Usted está aquí: jueves 27 de abril de 2006 Opinión Criminalidad y ausencia del gobierno

Editorial

Criminalidad y ausencia del gobierno

Ayer el vocero presidencial del foxismo, Rubén Aguilar Valenzuela, cayó por fin en la cuenta de que la ofensiva de la delincuencia organizada y el imperio de narcotráfico en extensas regiones del país ­el noroccidente, el nororiente, Michoacán y Guerrero, y la península de Yucatán, entre otras­ posee un potencial desestabilizador que podría impactar incluso en las elecciones de julio próximo. En realidad, hace muchos meses que la criminalidad disloca ámbitos diversos del quehacer nacional: la economía, las relaciones exteriores, el tejido social y la convivencia y, por supuesto, hace imposible el incumplido bienestar que incluye, en primer término, la seguridad de la población y su derecho a vivir sin miedo.

Sin duda, detrás de la delincuencia hay factores cuyo control escapa a la responsabilidad de este gobierno: la globalización de las organizaciones infractoras, la ubicación del territorio nacional en la ruta del trasiego de drogas, la desaforada venta de armas procedentes de la industria estadunidense y europea, y un deterioro social que antecede al foxismo, pero que se ha acentuado en todas sus expresiones ­corrupción, marginación, pobreza, desempleo, desintegración familiar, drogadicción, debilitamiento institucional, carencias educativas y sanitarias, déficit de vivienda­ de 2001 a la fecha.

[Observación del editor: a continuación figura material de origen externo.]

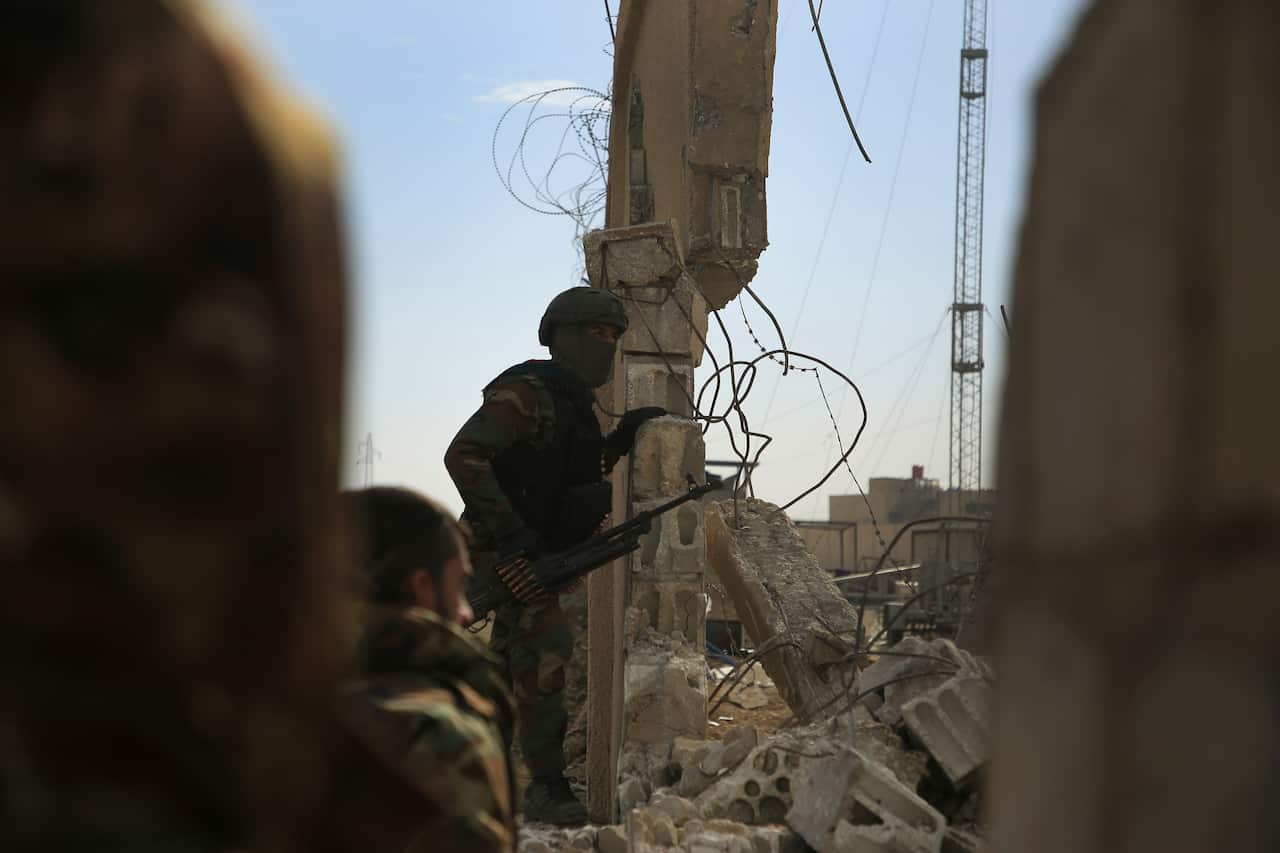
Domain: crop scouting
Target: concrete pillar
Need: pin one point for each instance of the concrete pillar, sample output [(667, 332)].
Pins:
[(1139, 473), (685, 224)]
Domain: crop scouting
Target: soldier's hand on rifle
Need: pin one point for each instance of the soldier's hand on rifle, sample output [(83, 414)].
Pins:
[(521, 541), (624, 436)]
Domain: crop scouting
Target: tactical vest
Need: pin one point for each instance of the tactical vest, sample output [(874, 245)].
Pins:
[(538, 479)]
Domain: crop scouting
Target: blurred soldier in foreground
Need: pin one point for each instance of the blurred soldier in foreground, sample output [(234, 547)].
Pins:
[(530, 465), (170, 364), (432, 703)]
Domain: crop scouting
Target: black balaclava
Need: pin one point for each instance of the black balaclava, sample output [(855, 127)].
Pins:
[(586, 355)]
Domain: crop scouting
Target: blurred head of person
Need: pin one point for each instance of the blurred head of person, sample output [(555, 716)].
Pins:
[(415, 552)]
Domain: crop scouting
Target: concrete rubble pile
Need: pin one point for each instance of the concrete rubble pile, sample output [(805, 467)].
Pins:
[(850, 784), (888, 758), (897, 772)]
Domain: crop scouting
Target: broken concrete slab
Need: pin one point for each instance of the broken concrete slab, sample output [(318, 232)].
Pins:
[(680, 810), (952, 723), (821, 789), (785, 600), (848, 802), (539, 838), (880, 743), (699, 763), (611, 839), (748, 697), (912, 669), (649, 830)]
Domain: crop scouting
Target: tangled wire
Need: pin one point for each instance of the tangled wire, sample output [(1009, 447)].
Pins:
[(575, 179)]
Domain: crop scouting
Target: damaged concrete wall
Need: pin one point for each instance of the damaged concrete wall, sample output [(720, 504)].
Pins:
[(685, 224), (1139, 475), (786, 601)]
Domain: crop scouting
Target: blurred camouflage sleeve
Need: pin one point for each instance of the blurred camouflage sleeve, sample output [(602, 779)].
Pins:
[(449, 752), (515, 410)]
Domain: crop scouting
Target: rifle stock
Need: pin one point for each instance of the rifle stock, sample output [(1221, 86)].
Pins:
[(513, 578)]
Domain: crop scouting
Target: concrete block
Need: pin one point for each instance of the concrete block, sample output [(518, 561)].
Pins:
[(652, 381), (952, 723), (664, 696), (821, 788), (666, 319), (667, 452), (914, 669), (680, 810), (611, 839), (675, 548), (780, 592), (758, 790), (636, 255), (649, 831), (702, 763), (631, 793)]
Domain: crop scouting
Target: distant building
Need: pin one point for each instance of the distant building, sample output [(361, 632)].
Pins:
[(848, 542)]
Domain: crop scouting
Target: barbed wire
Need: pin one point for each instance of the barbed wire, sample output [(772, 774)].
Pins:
[(575, 122)]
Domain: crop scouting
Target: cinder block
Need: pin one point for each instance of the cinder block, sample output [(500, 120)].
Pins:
[(951, 723), (653, 381), (675, 548), (675, 609), (664, 696), (667, 452)]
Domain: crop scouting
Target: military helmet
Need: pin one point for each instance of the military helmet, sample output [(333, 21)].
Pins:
[(581, 305)]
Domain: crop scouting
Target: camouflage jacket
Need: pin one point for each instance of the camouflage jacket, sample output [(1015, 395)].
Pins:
[(519, 410), (434, 706)]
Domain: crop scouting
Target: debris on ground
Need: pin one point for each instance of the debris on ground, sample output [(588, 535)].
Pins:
[(903, 778)]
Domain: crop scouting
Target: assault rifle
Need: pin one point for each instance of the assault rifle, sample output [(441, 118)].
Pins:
[(516, 578)]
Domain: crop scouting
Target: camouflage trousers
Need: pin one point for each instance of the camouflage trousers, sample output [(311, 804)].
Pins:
[(535, 643)]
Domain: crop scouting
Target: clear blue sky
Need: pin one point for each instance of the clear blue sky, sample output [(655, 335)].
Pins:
[(452, 274)]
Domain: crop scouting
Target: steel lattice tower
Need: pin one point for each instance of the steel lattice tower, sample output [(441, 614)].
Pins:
[(967, 309)]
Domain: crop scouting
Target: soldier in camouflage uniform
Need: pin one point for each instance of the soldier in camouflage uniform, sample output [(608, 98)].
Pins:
[(530, 466), (172, 286), (432, 702)]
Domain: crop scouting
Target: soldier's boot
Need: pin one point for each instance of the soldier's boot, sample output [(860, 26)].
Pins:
[(549, 799)]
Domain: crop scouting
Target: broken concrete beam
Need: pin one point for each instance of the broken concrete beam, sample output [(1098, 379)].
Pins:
[(784, 598), (952, 723), (667, 452), (845, 802)]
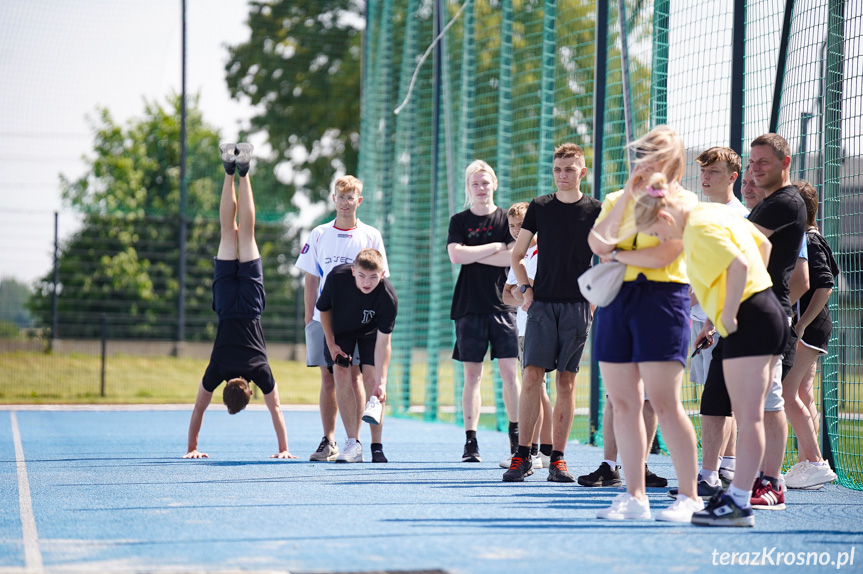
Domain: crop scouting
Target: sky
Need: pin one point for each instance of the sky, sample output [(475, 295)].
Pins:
[(63, 59)]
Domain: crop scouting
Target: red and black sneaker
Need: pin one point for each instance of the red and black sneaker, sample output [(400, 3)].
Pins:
[(558, 472), (518, 469)]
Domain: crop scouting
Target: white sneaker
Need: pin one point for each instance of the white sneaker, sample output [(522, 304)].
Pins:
[(810, 475), (626, 507), (373, 412), (681, 510), (353, 451)]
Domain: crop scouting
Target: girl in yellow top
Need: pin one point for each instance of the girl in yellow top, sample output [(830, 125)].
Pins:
[(641, 338), (726, 258)]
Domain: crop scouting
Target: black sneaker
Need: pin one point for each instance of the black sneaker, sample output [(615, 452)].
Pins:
[(244, 158), (518, 469), (602, 476), (378, 455), (471, 451), (723, 511), (653, 481), (557, 472), (228, 154), (705, 490)]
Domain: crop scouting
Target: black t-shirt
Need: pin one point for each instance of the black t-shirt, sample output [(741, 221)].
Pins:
[(784, 213), (479, 288), (562, 240), (355, 313), (822, 266), (240, 349)]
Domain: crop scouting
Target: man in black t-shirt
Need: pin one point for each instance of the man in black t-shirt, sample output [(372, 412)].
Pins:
[(558, 316), (479, 241), (358, 308), (240, 351)]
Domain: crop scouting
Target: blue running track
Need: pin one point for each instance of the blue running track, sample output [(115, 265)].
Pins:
[(108, 491)]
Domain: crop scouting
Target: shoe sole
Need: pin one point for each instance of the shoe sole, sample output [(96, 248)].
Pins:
[(746, 521), (599, 484), (330, 458), (519, 479), (768, 507)]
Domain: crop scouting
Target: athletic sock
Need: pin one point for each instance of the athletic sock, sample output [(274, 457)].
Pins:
[(739, 496), (709, 476)]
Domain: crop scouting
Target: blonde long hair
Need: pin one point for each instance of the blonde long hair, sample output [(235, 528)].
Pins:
[(473, 167)]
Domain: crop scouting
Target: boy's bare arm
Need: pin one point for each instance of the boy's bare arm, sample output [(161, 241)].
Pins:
[(272, 401), (310, 295), (202, 401)]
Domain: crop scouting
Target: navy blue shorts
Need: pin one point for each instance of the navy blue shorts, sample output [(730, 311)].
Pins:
[(647, 321), (238, 289), (475, 331)]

Por su parte, el grupo en el poder ha carecido de la voluntad y de la capacidad necesarias para atacar las causas profundas y las manifestaciones inmediatas de la criminalidad, ha minado en forma sistemática el estado de derecho mediante un manejo errático, cuando no faccioso, de los órganos de procuración de justicia y de seguridad pública, y ha perdido el control de zonas estratégicas de la geografía nacional. Por ejemplo, habría que realizar un intenso ejercicio de credulidad y hasta de ficción para suscribir la afirmación oficial de que el Ejecutivo federal "gobierna" en Guerrero, en donde proliferan a diario los asesinatos, los enfrentamientos con armas de alto poder y los ataques con granadas de mano, y en donde, a últimas fechas, los delincuentes videograban homicidios y decoran lugares públicos con las cabezas de sus enemigos, prácticas que sólo se habían visto, hasta hace poco, en la guerra de Irak.

La autoridad federal se adormece y tranquiliza a sí misma con la repetición cotidiana de la misma consigna: pondrá todos los recursos a su alcance en la erradicación de la delincuencia, y no escatimará esfuerzo alguno para lograrlo. Los buenos deseos contrastan, sin embargo, con una realidad palpable: si el foxismo no ha podido o no ha querido combatir a grupos delictivos que poseen muy baja capacidad de violencia armada ­aunque no por ello sean menos perniciosos y criminales­, como los que se dedican al contrabando, la prostitución de menores o el robo de gasolina de los ductos de Petróleos Mexicanos, resulta por demás inverosímil suponer que, en los meses que le quedan, la administración actual pueda hacer algo relevante contra los cárteles de la droga, dotados de un poder de fuego que supera casi siempre al de los cuerpos policiales y que son responsables de la mayor parte de los asesinatos, atentados, balaceras y levantones que se registran día con día en un país sin ley ni gobierno.

Este régimen pasa sus meses postreros confirmando que las atribuciones represivas del Estado no están dirigidas contra los infractores de la legalidad, sino contra algunos inocentes a quienes la alquimia de la Procuraduría General de la República transforma en culpables y, a últimas fechas, los mineros inconformes por la desvergonzada intromisión de la Secretaría del Trabajo en su organización sindical. No es que el foxismo haya perdido la batalla contra la delincuencia; es que nunca la libró. En materia del estado de derecho, el presente es un sexenio perdido.